Climate change is roiling the housing insurance market. Homeowners’ premiums are skyrocketing, and major insurers are pulling out of markets — California and Louisiana, for example.
The trend is hitting particularly hard in a vulnerable segment of the housing market: subsidized, nonprofit housing for low-income people.
The New Orleans-based Gulf Coast Housing Partnership rents out 2,500 homes to low-income families throughout hurricane country, from Texas to Alabama. CEO Kathy Laborde said just a few years ago, she was paying insurance premiums of about $300 to $500 dollars per unit.
“We’re now looking at $1,800 to $2,400 a door,” she said.
Because the housing is government-subsidized, Laborde can’t raise rents to offset those price hikes. Her poorest tenants couldn’t afford it anyway.

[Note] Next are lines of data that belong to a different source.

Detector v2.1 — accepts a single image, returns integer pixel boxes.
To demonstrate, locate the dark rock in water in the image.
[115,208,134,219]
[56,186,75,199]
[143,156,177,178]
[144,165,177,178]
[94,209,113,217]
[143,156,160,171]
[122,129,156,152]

So the nonprofit is dipping into other parts of the budget to make up the difference, which she hopes is a temporary strategy.
“We’re in our strategic planning process, y’know, just coincidentally, and that’s one of the questions we’re asking ourselves. Can we continue to operate in this region? That’s a terrible question to ask,” she said.
It’s not just a Gulf Coast issue. A recent national survey of affordable housing providers found nearly a third saw premiums spike at least 25% year over year.
That’s a problem for creating new housing too.
“The higher the insurance cost on a new development, the more subsidy needs to go into that deal, and that means there’s less subsidy for more units and we end up with less affordable housing as a result,” said David Dworkin, CEO of the National Housing Conference.
Affordable housing advocates are calling on Congress and state lawmakers to ease insurance costs.
Holly Benson, CEO of Los Angeles-based Abode Communities said she’s exploring some group self-insurance options, which still aren’t cheap.
But she needs to do something. This year her premiums shot up 300%.
“If we continue to go down this path, we are not going to be able to hold on to some of these projects,” she said. Which could mean some low-income tenants would have to find other affordable places to live somewhere in LA.